In his column he takes on women who object to being referred to as girls. Irrespective of whether you agree with him or not, please come back and read this "girl's" take on the matter.
Welcome back.
Cliff ends his column asking: "OK with you, girl?" and just that one sentence made me decide to take up my pen. No, it is not OK. It is patronising. Although Cliff affects to seek approval from women with this question, his use of the word "girl' confirms that he actually does not give a damn what women may think or want, as he WILL continue to call you a girl - whether you like it or not.
And that is the whole point.
It is perpetuation and confirmation of the worldwide patriarchal system. On the surface it may seem perfectly innocent and harmless when a man calls you, 'my girl', but underneath the veneer boils millennia of suppression and condescension.
In many households the woman is the strong one who keeps things together, but in spite of this, most of these strong women have to put up a show as the adoring, dependent 'wifey' to keep the pretense of the strong man alive, lest her husband's ego takes a beating.
I realise and understand there are many of you - both male and female - who think that making an issue about something as trifling as a tiny four letter word is taking feminism too far, but if you really think about the long-term effect of language on the psyche, you will start to see how easy it is to brainwash whole generations in a subtle way just through using terminology.

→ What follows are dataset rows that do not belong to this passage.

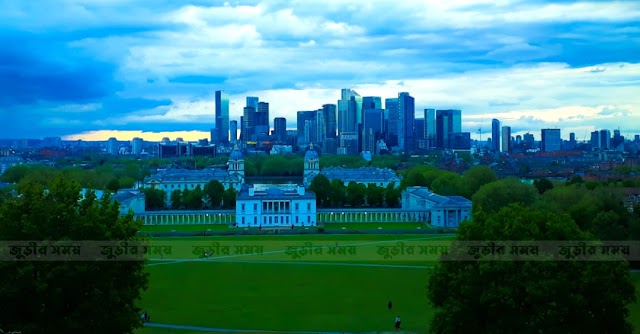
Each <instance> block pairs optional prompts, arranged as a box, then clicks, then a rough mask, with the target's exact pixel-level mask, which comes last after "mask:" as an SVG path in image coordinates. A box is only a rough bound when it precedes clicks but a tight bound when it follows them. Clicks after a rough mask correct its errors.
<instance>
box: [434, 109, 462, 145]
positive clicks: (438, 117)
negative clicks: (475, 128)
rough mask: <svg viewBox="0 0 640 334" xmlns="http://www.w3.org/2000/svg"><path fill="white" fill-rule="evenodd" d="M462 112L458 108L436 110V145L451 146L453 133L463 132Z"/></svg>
mask: <svg viewBox="0 0 640 334" xmlns="http://www.w3.org/2000/svg"><path fill="white" fill-rule="evenodd" d="M461 114H462V112H461V111H460V110H456V109H448V110H436V147H438V148H451V143H450V138H449V137H450V135H451V133H458V132H462V115H461Z"/></svg>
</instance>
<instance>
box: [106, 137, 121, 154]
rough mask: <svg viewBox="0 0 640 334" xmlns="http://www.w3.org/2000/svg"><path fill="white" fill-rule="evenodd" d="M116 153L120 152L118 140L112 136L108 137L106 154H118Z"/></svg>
mask: <svg viewBox="0 0 640 334" xmlns="http://www.w3.org/2000/svg"><path fill="white" fill-rule="evenodd" d="M118 153H120V147H119V145H118V140H117V139H116V138H114V137H111V138H109V140H108V141H107V154H110V155H118Z"/></svg>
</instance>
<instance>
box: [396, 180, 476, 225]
mask: <svg viewBox="0 0 640 334" xmlns="http://www.w3.org/2000/svg"><path fill="white" fill-rule="evenodd" d="M402 209H403V210H419V211H424V212H426V213H427V214H428V215H429V217H430V221H431V225H432V226H435V227H458V225H460V223H461V222H462V221H464V220H468V219H471V201H470V200H468V199H466V198H464V197H462V196H441V195H438V194H435V193H434V192H432V191H431V190H429V188H427V187H409V188H407V189H406V190H404V191H403V192H402Z"/></svg>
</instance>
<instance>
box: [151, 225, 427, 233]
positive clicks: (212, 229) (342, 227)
mask: <svg viewBox="0 0 640 334" xmlns="http://www.w3.org/2000/svg"><path fill="white" fill-rule="evenodd" d="M322 228H324V229H325V230H342V229H347V230H375V229H384V230H390V229H395V230H398V229H401V230H405V229H406V230H416V229H430V228H431V227H430V226H429V225H425V224H423V223H328V224H325V225H324V226H322ZM234 229H238V230H241V229H243V228H234V227H229V225H228V224H201V225H195V224H191V225H144V226H142V229H141V232H172V231H176V232H201V231H208V230H211V231H220V230H234ZM252 229H256V228H255V227H254V228H252ZM297 229H300V227H297ZM310 229H313V230H317V229H318V228H317V227H311V228H310Z"/></svg>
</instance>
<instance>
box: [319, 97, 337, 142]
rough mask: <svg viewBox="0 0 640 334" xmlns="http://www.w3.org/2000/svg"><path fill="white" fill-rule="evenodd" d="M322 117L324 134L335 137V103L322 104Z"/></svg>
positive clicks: (335, 116) (335, 125) (336, 128)
mask: <svg viewBox="0 0 640 334" xmlns="http://www.w3.org/2000/svg"><path fill="white" fill-rule="evenodd" d="M322 113H323V118H324V126H325V136H326V137H327V138H336V136H337V134H336V130H337V125H338V124H337V122H336V105H335V104H325V105H323V106H322Z"/></svg>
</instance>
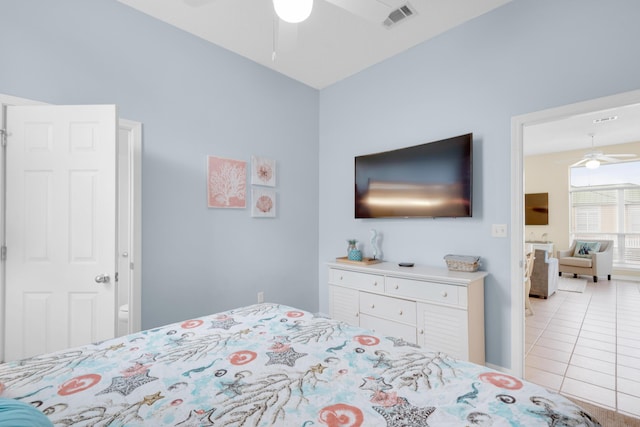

When children - especially boys - get emotional for some or other reason, grown-ups will often say "Don't act like a girl", or in Afrikaans "Moenie 'n sissie wees nie". Equating being a young female with weakness (in a negative way) is so ingrained in our society that young boys turn into men who continue to see their female counterparts as slightly inferior. That is also why they are embarrassed by emotions, because it's a "female thing" and they consider it an insult to exhibit any female characteristics.
In the apartheid days many whites thought it acceptable to refer to their adult male gardener as 'the garden boy' and to the domestic worker as 'the girl', even though these workers were toiling away in order to take care of their own children and even great-grandchildren!
To refer to an adult person as a child subtly disempowers the individual as the inference is that you can't make decisions for yourself. Women usually don't find it offensive when other women call them girls - as in a girls' night out - but maybe we should stop doing that and lead by example.
Patriarchy and its negative effects on society - the damage it does to women and children as well as men - is illustrated in razor sharp fashion in the latest Sophia Kapp novel, Kantelpunt.
This incredibly entertaining, but hard-hitting novel, is described as a "feminist novel for conventional women". I would describe it as "a must-read for all men and women". Your copy is waiting on my desk, Cliff.